The courts do not look favourably upon a party to a contract who is leveraging a certain situation in order to get out of performing an obligation. In other words, you have to try and make arrangements to ensure that you can reduce the impact of the intervening/unforeseeable event on your inability to meet an obligation under your lease. This means that you’d have to figure out how to change your revenue streams, take advantage of all government programs and negotiate with the landlord before you can rely upon the clause.

Finally, these clauses typically have strict notice requirements. A phone call, text or email may not qualify as proper notice and the notice may have to be provided within a specific number of days after the event. Timelines, as many of us in this business know, are critical to pay attention to as failure to meet the notice obligations will likely bar your ability to rely upon the clause.

Tenants who did not have a force majeure clause then asked if they could rely upon the doctrine of “frustration”. This common law doctrine applies when a situation arises, the parties have no clause in their contract to address this situation and performance of the contract becomes “a thing radically different from that which was undertaken by the contract.”
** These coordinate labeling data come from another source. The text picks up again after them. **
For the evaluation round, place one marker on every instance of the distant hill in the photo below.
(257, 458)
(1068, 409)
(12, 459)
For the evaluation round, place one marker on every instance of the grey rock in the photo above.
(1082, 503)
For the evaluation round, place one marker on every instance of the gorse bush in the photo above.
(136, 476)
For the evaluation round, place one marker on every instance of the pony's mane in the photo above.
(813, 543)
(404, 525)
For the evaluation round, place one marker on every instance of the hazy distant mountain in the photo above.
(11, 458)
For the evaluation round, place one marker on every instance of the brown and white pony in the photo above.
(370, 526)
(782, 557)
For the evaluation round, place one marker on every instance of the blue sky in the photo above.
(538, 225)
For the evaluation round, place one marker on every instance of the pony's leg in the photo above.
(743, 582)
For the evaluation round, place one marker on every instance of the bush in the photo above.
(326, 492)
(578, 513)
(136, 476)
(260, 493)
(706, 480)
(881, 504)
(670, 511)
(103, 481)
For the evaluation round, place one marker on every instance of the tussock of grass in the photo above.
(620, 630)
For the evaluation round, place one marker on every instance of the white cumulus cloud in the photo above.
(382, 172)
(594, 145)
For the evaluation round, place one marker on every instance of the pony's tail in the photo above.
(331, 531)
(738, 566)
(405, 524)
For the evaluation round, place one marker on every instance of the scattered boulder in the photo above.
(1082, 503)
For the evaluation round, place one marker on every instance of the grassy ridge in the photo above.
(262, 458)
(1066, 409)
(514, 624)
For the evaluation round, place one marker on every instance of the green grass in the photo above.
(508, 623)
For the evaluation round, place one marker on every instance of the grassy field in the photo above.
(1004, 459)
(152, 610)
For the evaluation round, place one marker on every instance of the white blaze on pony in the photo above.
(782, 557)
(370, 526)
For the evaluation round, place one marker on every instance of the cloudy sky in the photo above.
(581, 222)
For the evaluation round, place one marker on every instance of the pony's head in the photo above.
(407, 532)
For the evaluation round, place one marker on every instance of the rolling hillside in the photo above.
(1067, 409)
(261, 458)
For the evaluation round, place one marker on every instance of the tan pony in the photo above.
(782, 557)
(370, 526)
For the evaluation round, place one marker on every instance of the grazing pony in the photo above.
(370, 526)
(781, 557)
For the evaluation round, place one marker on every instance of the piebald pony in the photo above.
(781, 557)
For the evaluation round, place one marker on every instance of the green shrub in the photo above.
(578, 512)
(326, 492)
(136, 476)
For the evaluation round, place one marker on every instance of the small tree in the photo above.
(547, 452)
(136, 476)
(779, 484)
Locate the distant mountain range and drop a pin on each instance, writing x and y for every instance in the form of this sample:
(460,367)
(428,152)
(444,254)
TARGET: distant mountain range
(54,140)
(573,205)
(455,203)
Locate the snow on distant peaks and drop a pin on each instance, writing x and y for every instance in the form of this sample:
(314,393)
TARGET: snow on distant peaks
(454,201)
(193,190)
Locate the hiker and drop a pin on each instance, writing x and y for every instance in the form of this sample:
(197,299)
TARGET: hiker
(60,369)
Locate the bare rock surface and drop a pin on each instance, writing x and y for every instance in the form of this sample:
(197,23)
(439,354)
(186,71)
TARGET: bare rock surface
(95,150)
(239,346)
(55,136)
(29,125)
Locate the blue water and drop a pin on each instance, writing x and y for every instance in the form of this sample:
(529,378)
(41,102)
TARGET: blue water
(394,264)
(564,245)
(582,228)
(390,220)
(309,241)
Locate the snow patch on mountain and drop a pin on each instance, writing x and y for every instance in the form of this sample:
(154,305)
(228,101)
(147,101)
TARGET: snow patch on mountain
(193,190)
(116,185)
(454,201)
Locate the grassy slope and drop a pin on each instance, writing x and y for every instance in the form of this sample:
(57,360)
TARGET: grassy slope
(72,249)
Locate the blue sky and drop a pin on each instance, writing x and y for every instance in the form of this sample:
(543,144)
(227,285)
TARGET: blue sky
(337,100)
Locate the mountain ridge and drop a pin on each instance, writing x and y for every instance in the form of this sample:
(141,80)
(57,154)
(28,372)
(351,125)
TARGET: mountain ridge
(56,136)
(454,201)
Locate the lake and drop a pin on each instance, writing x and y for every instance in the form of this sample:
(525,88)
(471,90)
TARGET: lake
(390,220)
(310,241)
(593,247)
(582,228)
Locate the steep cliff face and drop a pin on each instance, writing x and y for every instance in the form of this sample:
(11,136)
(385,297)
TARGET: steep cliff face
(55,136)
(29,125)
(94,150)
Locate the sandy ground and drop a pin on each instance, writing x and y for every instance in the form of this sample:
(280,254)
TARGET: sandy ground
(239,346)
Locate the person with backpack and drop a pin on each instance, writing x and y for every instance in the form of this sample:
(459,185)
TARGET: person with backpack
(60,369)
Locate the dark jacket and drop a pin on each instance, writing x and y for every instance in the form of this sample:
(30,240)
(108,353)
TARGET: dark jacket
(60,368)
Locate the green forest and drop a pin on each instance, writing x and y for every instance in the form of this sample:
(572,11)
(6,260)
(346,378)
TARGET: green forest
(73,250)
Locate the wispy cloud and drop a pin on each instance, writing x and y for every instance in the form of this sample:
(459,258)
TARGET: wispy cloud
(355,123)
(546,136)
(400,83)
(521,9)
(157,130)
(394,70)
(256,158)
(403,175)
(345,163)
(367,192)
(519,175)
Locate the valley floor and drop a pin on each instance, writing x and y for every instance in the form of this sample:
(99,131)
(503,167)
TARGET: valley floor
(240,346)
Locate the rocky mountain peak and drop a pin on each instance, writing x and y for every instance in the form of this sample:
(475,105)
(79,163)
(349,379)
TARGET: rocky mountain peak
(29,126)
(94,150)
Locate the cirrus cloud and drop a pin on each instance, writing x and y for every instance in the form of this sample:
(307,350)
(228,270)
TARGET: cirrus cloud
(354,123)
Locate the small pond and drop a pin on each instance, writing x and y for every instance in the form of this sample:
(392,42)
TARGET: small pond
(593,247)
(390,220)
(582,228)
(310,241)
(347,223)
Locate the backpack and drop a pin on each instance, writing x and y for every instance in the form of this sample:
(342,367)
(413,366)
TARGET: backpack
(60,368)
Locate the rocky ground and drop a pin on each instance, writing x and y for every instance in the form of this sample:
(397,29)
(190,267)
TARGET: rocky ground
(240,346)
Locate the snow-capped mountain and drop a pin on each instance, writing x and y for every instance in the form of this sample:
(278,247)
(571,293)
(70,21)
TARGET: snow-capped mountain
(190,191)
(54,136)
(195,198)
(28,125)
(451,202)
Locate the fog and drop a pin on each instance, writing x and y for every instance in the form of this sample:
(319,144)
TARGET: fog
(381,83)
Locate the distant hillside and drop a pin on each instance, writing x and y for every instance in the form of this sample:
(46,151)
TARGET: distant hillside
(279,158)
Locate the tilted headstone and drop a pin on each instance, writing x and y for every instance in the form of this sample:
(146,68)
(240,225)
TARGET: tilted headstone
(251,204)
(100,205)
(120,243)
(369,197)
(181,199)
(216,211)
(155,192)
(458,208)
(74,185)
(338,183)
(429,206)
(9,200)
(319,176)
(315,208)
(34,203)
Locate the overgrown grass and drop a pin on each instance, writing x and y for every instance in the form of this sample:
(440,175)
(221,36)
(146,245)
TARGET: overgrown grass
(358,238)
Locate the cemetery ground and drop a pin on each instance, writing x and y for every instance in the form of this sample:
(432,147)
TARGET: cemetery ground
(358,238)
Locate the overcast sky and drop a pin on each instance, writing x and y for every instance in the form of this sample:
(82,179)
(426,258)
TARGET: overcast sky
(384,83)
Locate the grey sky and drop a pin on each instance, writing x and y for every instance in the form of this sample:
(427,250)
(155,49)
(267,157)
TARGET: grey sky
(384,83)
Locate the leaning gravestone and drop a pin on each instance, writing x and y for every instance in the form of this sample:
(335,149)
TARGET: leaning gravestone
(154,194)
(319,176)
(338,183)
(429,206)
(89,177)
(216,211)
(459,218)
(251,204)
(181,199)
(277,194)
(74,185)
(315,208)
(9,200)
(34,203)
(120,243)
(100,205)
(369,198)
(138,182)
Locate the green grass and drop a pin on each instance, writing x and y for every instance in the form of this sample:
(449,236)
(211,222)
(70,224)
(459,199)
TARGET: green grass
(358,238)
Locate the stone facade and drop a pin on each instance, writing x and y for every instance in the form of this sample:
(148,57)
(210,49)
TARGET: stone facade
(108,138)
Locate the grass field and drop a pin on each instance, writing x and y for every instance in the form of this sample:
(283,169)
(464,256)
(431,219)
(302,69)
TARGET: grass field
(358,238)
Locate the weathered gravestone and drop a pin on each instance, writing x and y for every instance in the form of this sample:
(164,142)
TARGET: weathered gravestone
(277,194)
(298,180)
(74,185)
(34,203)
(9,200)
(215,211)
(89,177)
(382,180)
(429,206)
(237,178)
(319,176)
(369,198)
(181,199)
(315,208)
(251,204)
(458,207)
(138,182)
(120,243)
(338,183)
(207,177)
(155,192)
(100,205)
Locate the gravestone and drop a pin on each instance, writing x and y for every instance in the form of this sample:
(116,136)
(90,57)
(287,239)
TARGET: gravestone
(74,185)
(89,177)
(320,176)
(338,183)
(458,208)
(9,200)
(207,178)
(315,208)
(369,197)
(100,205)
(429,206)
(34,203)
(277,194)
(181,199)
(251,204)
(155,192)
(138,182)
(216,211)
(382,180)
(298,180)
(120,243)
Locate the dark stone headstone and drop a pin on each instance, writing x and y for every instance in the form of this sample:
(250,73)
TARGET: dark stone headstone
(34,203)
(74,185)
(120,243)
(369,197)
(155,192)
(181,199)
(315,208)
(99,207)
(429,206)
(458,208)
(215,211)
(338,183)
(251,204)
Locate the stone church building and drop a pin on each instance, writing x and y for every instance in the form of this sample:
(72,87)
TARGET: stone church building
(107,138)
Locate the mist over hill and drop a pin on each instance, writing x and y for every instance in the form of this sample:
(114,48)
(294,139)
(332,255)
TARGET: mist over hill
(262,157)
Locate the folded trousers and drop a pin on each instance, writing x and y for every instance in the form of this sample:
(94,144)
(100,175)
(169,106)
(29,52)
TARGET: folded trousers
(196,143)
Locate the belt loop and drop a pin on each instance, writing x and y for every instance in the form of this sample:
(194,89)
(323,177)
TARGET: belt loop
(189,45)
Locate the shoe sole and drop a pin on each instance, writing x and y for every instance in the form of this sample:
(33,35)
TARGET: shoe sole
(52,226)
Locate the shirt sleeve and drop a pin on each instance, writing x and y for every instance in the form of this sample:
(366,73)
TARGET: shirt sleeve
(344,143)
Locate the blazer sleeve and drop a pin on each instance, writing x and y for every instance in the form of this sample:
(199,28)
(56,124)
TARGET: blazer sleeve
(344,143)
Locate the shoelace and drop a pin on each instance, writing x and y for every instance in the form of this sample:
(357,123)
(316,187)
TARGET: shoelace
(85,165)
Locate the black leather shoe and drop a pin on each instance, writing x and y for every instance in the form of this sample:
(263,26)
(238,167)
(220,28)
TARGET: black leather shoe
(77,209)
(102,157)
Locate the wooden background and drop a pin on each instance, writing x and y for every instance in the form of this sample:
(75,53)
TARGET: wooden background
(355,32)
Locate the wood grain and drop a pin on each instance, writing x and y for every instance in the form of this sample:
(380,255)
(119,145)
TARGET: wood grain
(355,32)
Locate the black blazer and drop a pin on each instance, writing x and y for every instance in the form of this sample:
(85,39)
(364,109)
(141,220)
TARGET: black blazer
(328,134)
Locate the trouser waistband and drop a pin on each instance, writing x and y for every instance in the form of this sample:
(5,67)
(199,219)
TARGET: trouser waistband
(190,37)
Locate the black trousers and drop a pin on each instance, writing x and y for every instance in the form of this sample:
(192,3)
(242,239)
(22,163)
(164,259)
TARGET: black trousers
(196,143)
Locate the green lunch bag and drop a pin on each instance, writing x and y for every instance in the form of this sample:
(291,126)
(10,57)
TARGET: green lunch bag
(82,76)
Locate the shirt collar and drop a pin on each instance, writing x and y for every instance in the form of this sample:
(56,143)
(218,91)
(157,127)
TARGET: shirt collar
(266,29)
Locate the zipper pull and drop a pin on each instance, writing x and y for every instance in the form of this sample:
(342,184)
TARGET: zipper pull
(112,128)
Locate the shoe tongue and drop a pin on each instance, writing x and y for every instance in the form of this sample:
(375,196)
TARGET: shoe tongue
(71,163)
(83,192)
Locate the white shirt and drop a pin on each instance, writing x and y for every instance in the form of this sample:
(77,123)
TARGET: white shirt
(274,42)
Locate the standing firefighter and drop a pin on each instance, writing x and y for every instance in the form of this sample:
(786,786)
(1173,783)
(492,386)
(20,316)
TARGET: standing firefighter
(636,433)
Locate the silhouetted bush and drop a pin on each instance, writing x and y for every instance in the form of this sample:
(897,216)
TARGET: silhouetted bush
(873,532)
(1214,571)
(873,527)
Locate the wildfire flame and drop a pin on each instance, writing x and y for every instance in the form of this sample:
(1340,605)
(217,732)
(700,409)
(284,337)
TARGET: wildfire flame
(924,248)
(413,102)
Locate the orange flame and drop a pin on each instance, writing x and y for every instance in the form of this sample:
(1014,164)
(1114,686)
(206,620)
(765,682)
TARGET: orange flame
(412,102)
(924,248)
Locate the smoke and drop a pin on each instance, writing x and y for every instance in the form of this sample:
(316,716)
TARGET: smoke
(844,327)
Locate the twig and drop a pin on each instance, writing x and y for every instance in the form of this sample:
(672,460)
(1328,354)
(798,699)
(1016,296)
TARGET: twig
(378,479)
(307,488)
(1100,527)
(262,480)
Unfortunately, this concept is much more difficult to prove than showing that a force majeure clause should apply. This is because “it is not enough that the contract become more onerous, or even significantly more difficult, but still possible to perform”.  In other words, “a party must show that the original purpose of the contract has been frustrated, and it would be unjust for them to be bound to the contract under the existing circumstances”.

Since what you’ve contracted to do – pay rent – hasn’t changed completely due to COVID-19, I suspect that paying rent during these times may be unjust, but the law won’t give you relief. And this is why it’s important to sign contracts with parties who are reasonable and willing to work towards a common solution, regardless of what the law says.